Just as a note, these situations are looked at in isolation. Just because it happens doesn’t mean something will change but it, nonetheless, gives a high level view of what I might do given each event.
Unemployment
This is one of the many factors I use to justify the positioning of my portfolios. Unemployment can be used as an indicator of what future expected returns for the market could be. It is not perfect, but the research says that as unemployment rises to and past a certain level, future returns of the stock market tend to be higher. Below are two visual representations showing the relationship between current unemployment and the average of the future 5-10 year returns since 1995.
Here are likely situations:
If unemployment is flat or falls, it is highly unlikely I will change my positions.
If unemployment rises significantly, it is appropriate to overweight equities.
Interest Rates and Inflation
Interest rates are going to be tied to inflation in 2025. Inflation has been sticky for the better part of 2024 and it is not at the Fed’s target of 2%. They will be looking at inflation, in conjunction with unemployment, to determine a rate increase, decrease, or remain neutral.
While short-term rates are important, longer-term interest rates can have a much more substantial impact on the overall economy because of their links to mortgage rates and business loans.
These are the foreseeable conditions:
If interest rates stay the same or rise, it is unlikely I will change positions.
If interest rates fall, the appropriate measure would be to go neutral bonds.
Stock Market Prices
Stock market prices can be used to adjust equity positions using technical analysis. I can use a simple strategy of mean reversion or price drops in the market to change my allocation to equities. It sounds easy to do but can be difficult given the psychological aspects. When the market falls, let’s say 15%, a lot of investors are thinking about how much further it can go depending on the catalyst. Fear is high. Take the Great Financial Crisis as an example below with its over year long drawdown and multi-year recovery.
Consider these potential outcomes:
If stock prices remain flat or rise, it is unlikely I will change positions.

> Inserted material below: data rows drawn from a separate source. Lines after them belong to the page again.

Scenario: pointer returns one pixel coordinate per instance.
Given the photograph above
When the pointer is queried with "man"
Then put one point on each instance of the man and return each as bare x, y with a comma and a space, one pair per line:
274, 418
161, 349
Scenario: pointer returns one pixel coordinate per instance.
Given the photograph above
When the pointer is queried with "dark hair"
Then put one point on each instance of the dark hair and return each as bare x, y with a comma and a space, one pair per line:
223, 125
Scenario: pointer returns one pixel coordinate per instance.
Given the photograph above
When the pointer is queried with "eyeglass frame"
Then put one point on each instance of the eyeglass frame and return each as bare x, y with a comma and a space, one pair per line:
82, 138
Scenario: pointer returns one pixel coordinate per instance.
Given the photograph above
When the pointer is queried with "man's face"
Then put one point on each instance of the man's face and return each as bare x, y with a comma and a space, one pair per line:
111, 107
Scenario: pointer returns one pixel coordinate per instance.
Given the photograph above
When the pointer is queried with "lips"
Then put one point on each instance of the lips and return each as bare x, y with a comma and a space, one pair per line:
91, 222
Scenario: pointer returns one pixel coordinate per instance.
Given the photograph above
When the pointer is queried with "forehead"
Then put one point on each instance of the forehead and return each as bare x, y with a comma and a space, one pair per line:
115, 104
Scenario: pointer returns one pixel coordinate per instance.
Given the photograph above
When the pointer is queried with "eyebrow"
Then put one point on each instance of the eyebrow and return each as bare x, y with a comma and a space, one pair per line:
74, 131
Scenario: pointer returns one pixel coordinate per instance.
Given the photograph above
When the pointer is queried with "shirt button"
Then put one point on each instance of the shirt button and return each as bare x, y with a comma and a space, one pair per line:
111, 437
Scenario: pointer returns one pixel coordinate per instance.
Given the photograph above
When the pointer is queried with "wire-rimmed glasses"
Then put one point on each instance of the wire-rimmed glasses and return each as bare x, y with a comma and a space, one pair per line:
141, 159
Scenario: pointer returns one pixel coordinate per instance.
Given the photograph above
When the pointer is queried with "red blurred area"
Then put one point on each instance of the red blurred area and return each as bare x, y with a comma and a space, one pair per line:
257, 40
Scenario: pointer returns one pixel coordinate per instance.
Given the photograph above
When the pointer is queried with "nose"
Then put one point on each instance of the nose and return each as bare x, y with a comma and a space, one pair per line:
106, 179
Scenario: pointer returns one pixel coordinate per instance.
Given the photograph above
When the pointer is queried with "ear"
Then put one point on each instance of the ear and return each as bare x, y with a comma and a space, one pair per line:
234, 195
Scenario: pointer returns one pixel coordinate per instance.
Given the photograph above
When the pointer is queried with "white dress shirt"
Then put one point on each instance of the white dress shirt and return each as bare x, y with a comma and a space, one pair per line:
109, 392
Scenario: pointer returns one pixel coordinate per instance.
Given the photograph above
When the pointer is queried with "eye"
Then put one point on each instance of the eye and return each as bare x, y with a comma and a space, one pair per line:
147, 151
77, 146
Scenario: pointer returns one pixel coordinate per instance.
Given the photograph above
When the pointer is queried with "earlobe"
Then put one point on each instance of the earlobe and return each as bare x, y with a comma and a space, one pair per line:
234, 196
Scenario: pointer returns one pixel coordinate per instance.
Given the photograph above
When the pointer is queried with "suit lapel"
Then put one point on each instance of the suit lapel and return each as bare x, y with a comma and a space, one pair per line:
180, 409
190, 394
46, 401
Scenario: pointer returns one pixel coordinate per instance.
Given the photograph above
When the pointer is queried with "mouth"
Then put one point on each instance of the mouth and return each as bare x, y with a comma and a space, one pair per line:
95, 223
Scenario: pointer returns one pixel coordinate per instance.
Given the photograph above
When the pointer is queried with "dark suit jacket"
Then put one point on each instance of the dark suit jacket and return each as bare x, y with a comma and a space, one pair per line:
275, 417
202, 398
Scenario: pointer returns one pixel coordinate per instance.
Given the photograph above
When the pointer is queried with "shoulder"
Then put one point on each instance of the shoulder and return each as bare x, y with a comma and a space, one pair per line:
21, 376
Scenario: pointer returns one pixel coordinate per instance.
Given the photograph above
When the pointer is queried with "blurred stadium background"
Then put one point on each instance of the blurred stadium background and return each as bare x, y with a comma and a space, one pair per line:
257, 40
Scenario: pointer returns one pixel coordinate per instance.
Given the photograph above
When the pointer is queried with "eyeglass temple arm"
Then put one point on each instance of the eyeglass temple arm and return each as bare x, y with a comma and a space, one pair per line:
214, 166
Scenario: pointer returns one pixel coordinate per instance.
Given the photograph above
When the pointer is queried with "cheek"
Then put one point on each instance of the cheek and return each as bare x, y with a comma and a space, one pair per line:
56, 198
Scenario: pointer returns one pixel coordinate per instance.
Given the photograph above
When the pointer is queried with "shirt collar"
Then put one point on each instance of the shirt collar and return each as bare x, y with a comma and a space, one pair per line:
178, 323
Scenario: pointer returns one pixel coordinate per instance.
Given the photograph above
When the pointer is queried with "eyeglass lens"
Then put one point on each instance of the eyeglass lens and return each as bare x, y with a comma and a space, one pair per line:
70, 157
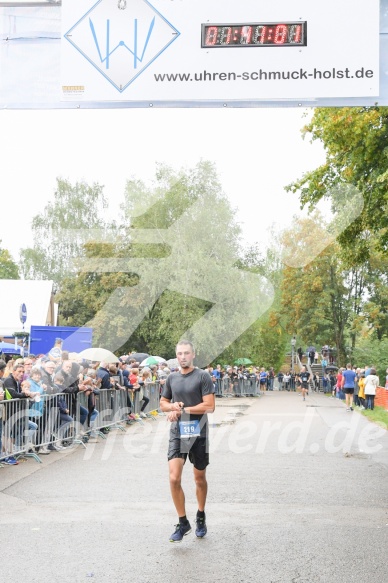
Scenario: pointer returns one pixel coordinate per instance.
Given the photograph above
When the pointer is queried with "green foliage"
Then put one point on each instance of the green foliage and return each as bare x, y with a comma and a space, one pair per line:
372, 352
356, 144
322, 300
60, 231
8, 268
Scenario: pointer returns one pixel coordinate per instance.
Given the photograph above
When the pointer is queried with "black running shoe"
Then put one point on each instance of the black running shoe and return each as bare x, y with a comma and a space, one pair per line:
201, 529
180, 531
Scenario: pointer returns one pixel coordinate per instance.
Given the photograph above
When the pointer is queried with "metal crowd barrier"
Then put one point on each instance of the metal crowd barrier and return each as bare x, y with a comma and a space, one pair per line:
113, 407
29, 425
227, 387
55, 420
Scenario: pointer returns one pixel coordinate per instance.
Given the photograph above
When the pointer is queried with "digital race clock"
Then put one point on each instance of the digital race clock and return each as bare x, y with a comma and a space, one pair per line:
259, 34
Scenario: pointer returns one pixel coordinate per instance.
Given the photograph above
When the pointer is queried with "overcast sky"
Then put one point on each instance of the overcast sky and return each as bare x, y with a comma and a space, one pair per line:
256, 151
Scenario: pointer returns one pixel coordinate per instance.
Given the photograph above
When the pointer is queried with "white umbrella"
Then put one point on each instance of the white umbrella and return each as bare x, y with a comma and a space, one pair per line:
98, 355
173, 363
157, 358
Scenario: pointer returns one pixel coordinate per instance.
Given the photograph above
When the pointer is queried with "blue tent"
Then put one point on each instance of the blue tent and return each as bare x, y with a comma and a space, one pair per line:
7, 348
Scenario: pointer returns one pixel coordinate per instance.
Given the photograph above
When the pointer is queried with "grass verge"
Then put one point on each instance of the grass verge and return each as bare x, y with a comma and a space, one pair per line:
378, 415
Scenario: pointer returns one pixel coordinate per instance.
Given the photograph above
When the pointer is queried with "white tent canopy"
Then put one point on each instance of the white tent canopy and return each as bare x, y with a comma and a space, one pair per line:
37, 297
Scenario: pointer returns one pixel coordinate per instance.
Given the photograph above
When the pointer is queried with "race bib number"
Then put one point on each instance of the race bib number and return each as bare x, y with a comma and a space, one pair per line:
189, 429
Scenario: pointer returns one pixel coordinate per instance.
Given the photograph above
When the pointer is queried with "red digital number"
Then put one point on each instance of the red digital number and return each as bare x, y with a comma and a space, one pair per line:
211, 36
226, 33
280, 34
246, 35
298, 33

If prices fall substantially, the appropriate measure would be to add to equities.
Conclusion
All of this is subject to change of course. There are an infinite number of possibilities when it comes to market and economic events in 2025. Maybe there is a black swan event, such as the Great Financial Crisis or maybe nothing happens, and the market goes up a predictable 10%. What matters is having clear triggers - significant changes in unemployment, substantial interest rate moves, or major price drops - to guide portfolio adjustments. Like the big banks showed us with their 2024 predictions, getting exact market calls right involves too much luck. Instead, we'll stay focused on these and other indicators to adjust accordingly as data is released.